C’est en substance ce que nous révèle une enquête, menée conjointement par la RATP et l’observatoire du Samu social entre décembre 2018 et août 2019.
On y apprend notamment que les sans-abri se réfugiant dans le métro pour y dormir sont à 82 % des hommes seuls, francophones et âgés de 46 ans en moyenne. Un tiers de ces derniers déclare pourtant avoir des revenus.
Paramètre nouveau et ô combien inquiétant, 20 % des personnes sondées tirent leur revenu d’un emploi et 6 % de leur retraite. Seuls 3 % bénéficient du chômage.
« Le public a changé, en particulier avec l’augmentation de la part des travailleurs précaires, qui font un autre usage du métro. Ils y passent la nuit mais travaillent la journée ou l’inverse », explique ainsi Odile Macchi, sociologue au sein de l’observatoire du Samu social.
On constate également une présence accrue de jeunes retraités, victimes de la baisse significative de leurs revenus. Beaucoup n’ayant plus les moyens de payer leur logement.
On trouve également des jeunes en rupture familiale ou encore des personnes souffrant de maladies qui sont des victimes collatérales du « phénomène de saturation des établissements hospitaliers ».

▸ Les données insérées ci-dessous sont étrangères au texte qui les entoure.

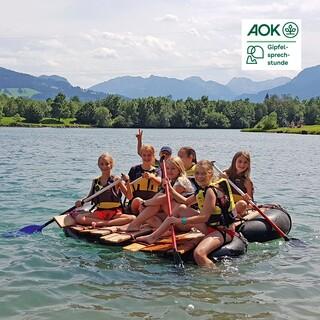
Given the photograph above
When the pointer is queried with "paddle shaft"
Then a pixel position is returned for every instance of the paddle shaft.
(173, 235)
(85, 200)
(275, 227)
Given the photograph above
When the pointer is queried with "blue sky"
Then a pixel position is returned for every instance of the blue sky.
(92, 41)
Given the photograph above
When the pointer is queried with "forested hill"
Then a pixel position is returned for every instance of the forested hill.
(194, 87)
(41, 88)
(304, 86)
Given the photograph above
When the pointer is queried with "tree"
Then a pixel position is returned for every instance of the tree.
(102, 117)
(217, 120)
(33, 113)
(121, 122)
(312, 114)
(58, 106)
(179, 118)
(268, 122)
(86, 114)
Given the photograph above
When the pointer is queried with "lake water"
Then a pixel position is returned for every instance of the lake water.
(49, 276)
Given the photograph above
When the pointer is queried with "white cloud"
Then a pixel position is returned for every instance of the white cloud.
(51, 43)
(105, 53)
(168, 18)
(159, 44)
(90, 43)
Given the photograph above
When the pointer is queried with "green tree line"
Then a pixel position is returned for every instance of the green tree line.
(164, 112)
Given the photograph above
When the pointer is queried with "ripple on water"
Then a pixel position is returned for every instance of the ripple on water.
(49, 276)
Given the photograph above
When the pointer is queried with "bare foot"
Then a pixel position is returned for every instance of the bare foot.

Au total, 714 sans-abri ont été recensés au cours de l’enquête. Parmi eux, seuls 7 % affirment rester toute la journée dans le métro.
Plus de la moitié déserte en effet le dédale pour regagner la surface afin de se nourrir, faire ses besoins et laver le linge.
Ce qui montre que bon nombre de personnes marginalisées, ou considérées comme tel, ne sombrent pas dans l’isolement total, ni dans un syndrome d’« enfouissement » qui peut provoquer une perte de la notion du temps.
« Ça n’est pas parce que l’on vit depuis longtemps dans le métro qu’on est forcément désocialisé », confirme Odile Macchi.
De manière générale, « le nombre de personnes qui dorment dans le métro est variable, entre 200 et 350 par nuit en moyenne, et il y a une corrélation forte avec la température extérieure », explique pour sa part Emmanuelle Guyavarch, responsable de la mission de lutte contre la grande exclusion à la RATP.
Si l’on en croit les résultats de l’enquête, ces sans-abri traversent une longue période d’errance, puisque plus d’un quart est sans logement depuis au moins dix ans, près de la moitié depuis au moins cinq ans et les trois quarts depuis plus d’un an.
Plus de 30 % des sans-abri du métro déclarent être « en mauvais ou très mauvais état de santé ». À titre de comparaison, ils étaient deux fois moins dans la précédente enquête du genre, réalisée par l’Insee en 2012.
Un tiers des sans-abri interrogés déclare consommer de l’alcool plus de quatre fois par semaine, et un quart d’entre eux a reconnu avoir pris de la drogue dans les douze mois précédents (du cannabis dans 20 % des cas et de la cocaïne ou du crack dans 14 % des cas).
Notons que près de 2 500 personnes différentes ont été identifiées comme dormant dans les sous-sols du métro, en 2018. Une population de sans-abri toujours plus forte et c'est la raison pour laquelle deux maisons solidaires vont ouvrir dans les prochains jours à Clichy-la-Garenne et à Issy-les-Moulineaux (Hauts-de-Seine), afin d'accueillir 140 personnes à la rue.
L'ouverture de ces hébergements était une promesse faite par la présidente de la région Ile-de-France Valérie Pécresse.